E.J.: We have a huge role in that, and we really are the first responders when someone needs help. I think sometimes people forget that we are and have been a big part of that safety net for people who are homeless. I hope to continue providing as much support as we possibly can. So when 911 is activated, we are dispatched. We will do a triage and a patient assessment to see what kind of needs they have. If there seems to be a mental health crisis or something, we’ll get police to help with that because with the new behavioral health resources and connections we have we’ll try to get them hooked up with those services.
But if someone is calling repeatedly, we can identify if there is a problem and how we can help with the root causes. Do they have mental health issues? Do they not have a heath provider? This is changing dramatically. In the past, 25 percent of the people we responded to generally were uninsured. Hopefully, people will sign up and get some kind of coverage.

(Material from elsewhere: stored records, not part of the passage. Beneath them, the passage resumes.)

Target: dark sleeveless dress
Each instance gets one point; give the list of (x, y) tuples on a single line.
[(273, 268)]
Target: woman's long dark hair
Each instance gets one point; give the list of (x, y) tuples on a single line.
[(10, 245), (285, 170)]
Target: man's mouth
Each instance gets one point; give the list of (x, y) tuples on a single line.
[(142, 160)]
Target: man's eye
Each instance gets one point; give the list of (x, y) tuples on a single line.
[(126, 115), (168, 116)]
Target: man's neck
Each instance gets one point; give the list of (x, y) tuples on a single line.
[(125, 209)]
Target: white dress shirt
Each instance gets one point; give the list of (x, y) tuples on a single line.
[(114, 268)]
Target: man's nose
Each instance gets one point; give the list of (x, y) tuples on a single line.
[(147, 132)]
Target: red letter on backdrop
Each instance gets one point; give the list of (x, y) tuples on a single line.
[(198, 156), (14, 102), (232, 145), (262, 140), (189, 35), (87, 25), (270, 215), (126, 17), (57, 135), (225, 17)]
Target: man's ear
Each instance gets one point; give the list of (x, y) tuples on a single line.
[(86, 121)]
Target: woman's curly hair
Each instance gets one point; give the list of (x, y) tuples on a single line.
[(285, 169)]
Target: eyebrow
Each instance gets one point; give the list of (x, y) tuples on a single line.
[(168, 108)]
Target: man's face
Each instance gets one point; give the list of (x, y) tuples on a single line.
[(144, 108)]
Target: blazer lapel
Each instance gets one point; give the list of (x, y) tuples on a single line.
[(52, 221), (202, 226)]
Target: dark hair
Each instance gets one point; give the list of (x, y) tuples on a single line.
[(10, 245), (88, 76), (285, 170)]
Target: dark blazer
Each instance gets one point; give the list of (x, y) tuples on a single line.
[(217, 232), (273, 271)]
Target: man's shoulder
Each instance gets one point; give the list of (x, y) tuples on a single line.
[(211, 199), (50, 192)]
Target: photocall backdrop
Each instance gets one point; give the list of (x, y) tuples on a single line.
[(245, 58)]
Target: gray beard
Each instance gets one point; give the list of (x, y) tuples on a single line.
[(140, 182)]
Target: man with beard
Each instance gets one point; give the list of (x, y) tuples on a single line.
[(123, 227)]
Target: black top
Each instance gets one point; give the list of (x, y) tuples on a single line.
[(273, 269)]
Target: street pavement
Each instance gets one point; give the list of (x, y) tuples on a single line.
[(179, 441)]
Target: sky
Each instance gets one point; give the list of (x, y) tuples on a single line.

We’re working on this pilot for the Rapid Response Vehicle program where we will try to do an alternate destination and an alternate transportation pilot. People who don’t have any health care, they wait and wait and wait until it becomes a crisis and they’re transported by an ambulance — the most expensive way to be transported to the hospital, and the emergency room is the most expensive type of care. So what we’re trying to look at is how to reduce health care costs by connecting with the clinic to see if the patient is willing to participate and be transported to the clinic with their provider.
If they don’t have a provider, let’s get them signed up with some sort of health care coverage and get them into a system where they can get routine care and a complete diagnosis, instead of a Band-Aid approach where it is so intermittent that it just becomes a cycle. Maybe they need wound care but they don’t go back because they can’t afford a doctor, and then they get an infection and they get really sick and they call 911 and are sent back. So we’re now trying to resolve matters in a more proactive and less costly way, and I think the RRVs will help with that. But system-wide, we can look at the solution. And we work closely with Multnomah County Emergency Medical Services. They actually have a social worker. So when someone has been in the system more frequently, we can work with the social worker. Good health is the most primary thing we need to help people attain because if you don’t have good health, achieving anything else is going to be really difficult.
J.T.: Do you have regulars?
E.J.: Occasionally we do, and we really try to work with the social workers to find good people to help with mental health issues. Hopefully, at least we can get people into shelters or off the street.
J.T.: Under the Affordable Care Act, we’ve seen a big expansion of Medicaid. It seems like that could really help get people some stable care. Have you seen any changes to far?
E.J.: Not yet. It’s really early. I’m excited to see the improvements of having more people covered. That’ll be a good thing.